Board of Approvals, the highest body with regard to approvals of SEZs in the country, in its recent meeting held in New Delhi through WebEx, approved the setting up of a new IT/ITES SEZ namely M/s Sustain Properties Pvt. Ltd at Raidurg village, Serilingampally mandal, Ranga Reddy district, Telangana in an area of 1.466 hectares.

Visakhapatnam: Board of Approvals, the highest body with regard to approvals of SEZs in the country, in its recent meeting held in New Delhi through WebEx, approved the setting up of a new IT/ITES SEZ namely M/s Sustain Properties Pvt. Ltd at Raidurg village, Serilingampally mandal, Ranga Reddy district, Telangana in an area of 1.466 hectares.

This approval was accorded by the Board on the recommendations of Development Commissioner, VSEZ after the visit of the site in Hyderabad on December 18, 2020. Representatives of the SEZ, Customs officials and DDC Hyderabad were also present at the time of inspection.

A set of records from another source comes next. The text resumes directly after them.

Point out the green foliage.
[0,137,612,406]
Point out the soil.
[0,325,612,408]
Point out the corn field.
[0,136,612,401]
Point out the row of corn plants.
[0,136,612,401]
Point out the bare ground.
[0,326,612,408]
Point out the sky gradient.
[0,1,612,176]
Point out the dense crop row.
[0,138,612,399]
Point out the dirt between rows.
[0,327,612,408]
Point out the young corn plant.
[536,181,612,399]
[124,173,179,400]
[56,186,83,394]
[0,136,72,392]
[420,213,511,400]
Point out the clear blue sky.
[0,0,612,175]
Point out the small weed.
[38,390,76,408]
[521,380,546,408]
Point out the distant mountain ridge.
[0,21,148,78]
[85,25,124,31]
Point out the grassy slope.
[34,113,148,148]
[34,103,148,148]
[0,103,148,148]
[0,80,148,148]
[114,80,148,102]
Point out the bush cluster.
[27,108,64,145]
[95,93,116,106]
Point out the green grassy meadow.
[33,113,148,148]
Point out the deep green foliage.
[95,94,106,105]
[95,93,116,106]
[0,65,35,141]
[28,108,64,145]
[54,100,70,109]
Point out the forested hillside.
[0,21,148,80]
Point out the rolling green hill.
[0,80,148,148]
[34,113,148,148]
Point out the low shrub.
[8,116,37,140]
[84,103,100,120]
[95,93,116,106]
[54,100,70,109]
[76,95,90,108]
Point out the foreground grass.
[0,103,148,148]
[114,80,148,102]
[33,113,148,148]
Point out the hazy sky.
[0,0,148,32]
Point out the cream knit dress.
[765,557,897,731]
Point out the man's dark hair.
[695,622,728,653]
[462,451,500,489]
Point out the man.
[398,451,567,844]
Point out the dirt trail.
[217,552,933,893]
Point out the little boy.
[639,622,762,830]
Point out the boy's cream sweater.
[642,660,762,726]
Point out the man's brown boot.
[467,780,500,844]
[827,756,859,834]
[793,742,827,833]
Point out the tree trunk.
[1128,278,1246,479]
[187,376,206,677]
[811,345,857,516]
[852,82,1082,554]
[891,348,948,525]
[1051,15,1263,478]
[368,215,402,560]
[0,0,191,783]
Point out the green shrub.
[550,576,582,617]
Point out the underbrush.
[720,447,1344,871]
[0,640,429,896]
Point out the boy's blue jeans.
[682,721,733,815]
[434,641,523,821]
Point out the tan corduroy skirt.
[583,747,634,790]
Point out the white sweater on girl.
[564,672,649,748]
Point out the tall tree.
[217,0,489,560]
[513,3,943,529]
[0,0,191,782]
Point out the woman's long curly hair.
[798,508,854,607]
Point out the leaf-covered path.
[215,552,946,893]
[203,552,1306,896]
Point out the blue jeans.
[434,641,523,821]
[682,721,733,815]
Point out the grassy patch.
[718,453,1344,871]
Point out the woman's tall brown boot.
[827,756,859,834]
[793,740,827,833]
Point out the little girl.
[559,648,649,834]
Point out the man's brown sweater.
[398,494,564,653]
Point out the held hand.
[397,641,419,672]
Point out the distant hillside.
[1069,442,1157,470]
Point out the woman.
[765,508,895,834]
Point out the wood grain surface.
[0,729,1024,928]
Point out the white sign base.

Speaking to the media, A Rama Mohan Reddy, Development Commissioner, VSEZ, revealed that, as per the proposal submitted by the developer, the investment proposed in the project is Rs 825.53 crore. The developer will finance its investment as an equity capital and as term loan. The proposed SEZ, once set up will generate employment opportunities to 17,500 people (direct as well as indirect).

As per the amended provisions of SEZ rules, in terms of Rule 5(2) (b) of SEZ Rules 2006 issued vide notification dated 17.12.2019, a Special Economic Zone in IT/ITES sector has to be set up in a minimum built up area of 50,000 sq. metres and the proposed built-up Area of the SEZ now, is 2,13,125 sq mtrs.

As per the proposals approved by the Board, the developer of the SEZ M/s. K Raheja Corp Pvt Ltd proposes to invest Rs 825.53 crore over a period of next 5 years and the net worth of the Developer is Rs 1286.07 crore as on March 31, 2019.